La Godfrey non dipinge i carnefici come semplici mostri, ma esplora il loro stato d’animo, i motivi e le insicurezze che li hanno spinti a compiere un gesto così atroce. La pressione del gruppo, il bisogno di accettazione e la paura di essere esclusi emergono come elementi chiave nella dinamica dell’omicidio. I media, poi, giocarono un ruolo cruciale nella percezione pubblica del caso. La narrazione mediatica, spesso sensazionalistica, dipinse l’omicidio come un atto di “violenza femminile”, sottolineando il fatto che le principali protagoniste dell’aggressione fossero delle ragazze.
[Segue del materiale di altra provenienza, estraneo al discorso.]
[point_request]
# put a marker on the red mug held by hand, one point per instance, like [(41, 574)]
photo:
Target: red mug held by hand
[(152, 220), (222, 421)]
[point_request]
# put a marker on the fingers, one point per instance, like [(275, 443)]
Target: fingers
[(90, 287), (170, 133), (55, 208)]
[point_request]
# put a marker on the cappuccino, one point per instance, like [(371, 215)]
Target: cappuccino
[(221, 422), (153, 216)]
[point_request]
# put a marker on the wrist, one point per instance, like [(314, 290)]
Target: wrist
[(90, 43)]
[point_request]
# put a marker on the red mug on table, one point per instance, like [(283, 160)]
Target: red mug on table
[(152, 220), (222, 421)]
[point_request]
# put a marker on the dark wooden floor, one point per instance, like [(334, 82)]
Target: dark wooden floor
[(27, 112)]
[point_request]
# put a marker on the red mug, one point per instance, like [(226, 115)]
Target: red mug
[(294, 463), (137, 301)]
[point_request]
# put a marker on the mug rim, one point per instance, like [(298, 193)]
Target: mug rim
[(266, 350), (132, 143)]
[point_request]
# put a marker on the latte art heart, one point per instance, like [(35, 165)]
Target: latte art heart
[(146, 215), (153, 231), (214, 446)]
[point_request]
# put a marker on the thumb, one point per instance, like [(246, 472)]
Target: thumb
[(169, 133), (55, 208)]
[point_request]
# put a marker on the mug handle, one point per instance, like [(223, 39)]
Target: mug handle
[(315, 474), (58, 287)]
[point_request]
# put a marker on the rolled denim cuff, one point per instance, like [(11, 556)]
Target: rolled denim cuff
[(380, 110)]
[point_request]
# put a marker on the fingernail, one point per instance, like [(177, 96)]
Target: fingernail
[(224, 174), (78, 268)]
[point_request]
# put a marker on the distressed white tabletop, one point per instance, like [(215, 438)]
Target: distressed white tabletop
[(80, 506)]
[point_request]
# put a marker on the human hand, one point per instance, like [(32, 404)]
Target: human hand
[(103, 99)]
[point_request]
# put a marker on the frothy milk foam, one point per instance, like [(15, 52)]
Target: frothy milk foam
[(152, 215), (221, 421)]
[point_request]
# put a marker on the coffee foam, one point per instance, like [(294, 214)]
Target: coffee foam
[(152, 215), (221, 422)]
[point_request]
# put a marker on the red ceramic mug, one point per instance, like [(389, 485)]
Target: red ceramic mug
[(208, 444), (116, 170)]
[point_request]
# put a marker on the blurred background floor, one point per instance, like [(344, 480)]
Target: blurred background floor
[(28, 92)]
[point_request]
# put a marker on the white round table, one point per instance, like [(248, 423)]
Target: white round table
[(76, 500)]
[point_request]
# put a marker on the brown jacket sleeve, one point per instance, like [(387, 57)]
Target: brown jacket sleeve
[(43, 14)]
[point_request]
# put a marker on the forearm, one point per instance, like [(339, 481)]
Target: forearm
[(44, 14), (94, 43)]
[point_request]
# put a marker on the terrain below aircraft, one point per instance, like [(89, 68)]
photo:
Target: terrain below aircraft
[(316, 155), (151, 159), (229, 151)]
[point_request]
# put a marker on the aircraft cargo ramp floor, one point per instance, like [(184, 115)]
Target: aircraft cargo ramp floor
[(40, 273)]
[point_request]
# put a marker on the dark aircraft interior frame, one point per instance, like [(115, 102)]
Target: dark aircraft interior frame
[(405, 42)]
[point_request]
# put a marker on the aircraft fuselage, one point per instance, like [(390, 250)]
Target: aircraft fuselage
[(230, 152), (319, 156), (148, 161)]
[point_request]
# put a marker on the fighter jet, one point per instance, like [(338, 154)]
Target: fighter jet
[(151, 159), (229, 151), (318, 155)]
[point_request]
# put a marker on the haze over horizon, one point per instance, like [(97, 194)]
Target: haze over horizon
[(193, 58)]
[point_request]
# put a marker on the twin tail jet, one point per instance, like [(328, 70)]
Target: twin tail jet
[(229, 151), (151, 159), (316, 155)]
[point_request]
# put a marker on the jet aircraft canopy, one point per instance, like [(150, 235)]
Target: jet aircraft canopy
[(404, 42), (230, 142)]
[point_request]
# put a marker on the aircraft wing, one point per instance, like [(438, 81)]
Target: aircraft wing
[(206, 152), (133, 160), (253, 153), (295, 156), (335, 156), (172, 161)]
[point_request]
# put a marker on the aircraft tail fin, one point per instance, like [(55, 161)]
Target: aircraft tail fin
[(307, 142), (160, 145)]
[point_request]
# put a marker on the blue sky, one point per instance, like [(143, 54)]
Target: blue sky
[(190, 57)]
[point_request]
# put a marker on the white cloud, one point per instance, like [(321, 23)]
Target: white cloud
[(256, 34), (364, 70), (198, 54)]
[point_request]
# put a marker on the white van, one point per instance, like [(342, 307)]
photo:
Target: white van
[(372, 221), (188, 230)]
Una scelta che contribuì a rafforzare stereotipi di genere e a deviare l’attenzione dai fattori strutturali più profondi che avevano portato all’omicidio.

Le quattro giovani protagoniste di Under The Bridge

Le ragazze interrotte di Under The Bridge

Nella finzione televisiva, Rebecca Godfrey torna nella cittadina natale di Victoria per scrivere il suo libro. La protagonista, interpretata da Riley Keough (parliamo di Daisy Jones & the Six) , è diventata un’autrice di successo e vive New York. Pur lasciandosi alle spalle quindi Victoria e la sua mentalità ristretta, Rebecca non è mai veramente venuta a patti con il suicidio del fratello e con il suo ruolo nella tragica vicenda. Tornando nella cittadina della sua infanzia, Rebecca spera finalmente di liberarsi dei traumi del passato e di rendere giustizia alle girls interrupted di Victoria. Casualmente la sua permanenza coincide con il brutale omicidio di Reena che diventa dunque oggetto del romanzo in lavorazione. Nella realtà dei fatti, però, l’autrice venne a sapere della scomparsa e morte della ragazzina solo in un secondo momento. Prima tramite alcuni amici e poi vedendo lei stessa un articolo sul New York Times.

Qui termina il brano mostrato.